Opening today in limited release and Video on Demand is Adam Schindler’s new thriller, Intruders. Anna, an agoraphobe trapped in the family home is forced to take on the robbers invading her family’s mansion.
Anna (Beth Reisgraf), is left alone in her large home after her brother and lifetime confidant, Conrad (Timothy T. McKinney) dies from pancreatic cancer. Literally paralyzed with fear at even setting one foot out the front door, Anna keeps to herself. She likes it that way. The only people that she actually speaks to are the ones that make it up to ihefront stoop and inside the house. This includes the lawyer that is handling the legal affairs surrounding her brother’s death and (Leticia Jimenez), and a kind, food deliveryman (Rory Culkin).

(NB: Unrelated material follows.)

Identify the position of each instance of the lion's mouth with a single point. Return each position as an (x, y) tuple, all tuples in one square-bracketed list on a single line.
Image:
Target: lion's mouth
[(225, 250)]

After not being able to find the courage to navigate the outside to her brother’s funeral, Anna is soon visited by the titular home invaders. Of course Anna has a few tricks up her sleeve and more than a few skeletons in her closet too. Beginning as the typical survival movie and then taking a sudden left turn into revenge pic, Intruders seems like it’s headed in a very interesting direction.
Reisgraf’s portrayal of Anna is engaging and sympathetic if not a little too polished. On the one hand, she is this beautiful woman who knows how to keep herself looking put together, on the other hand she is a hoarder who keeps sacks of cash just laying around. Culkin’s portrayal of the kind soul who reaches out to Anna is surprisingly solid, giving us plenty of reason to root for him as the film moves along. The baddies (Jack Kesy, Martin Starr, and Joshua Mikel) are nicely unhinged too giving a balance of menace and motivation.
Never boring, the movie is an intriguing exercise in creativity. Trapping all of the characters in a house of horrors and switching the balance of power, writers T.J. Cimfel and David White do their very best to keep things surprising as well as interesting. The problem here is that we have seen this before in movies like the slickly shot Panic Room and the far more visceral Inside which used extreme gore to punctuate the proceedings. We are intrigued to see where the film is headed once it paints itself into a corner but we are never surprised. Director, Adam Schindler’s knows exactly how to give a movie that classic, polished look but seems a little too afraid to really dive in and get downright grisly with the subject matter. Had this movie dipped its toe into that territory a few times it would have been far more memorable.
Intruders is an always entertaining yarn, definitely worth a rental or matinee price.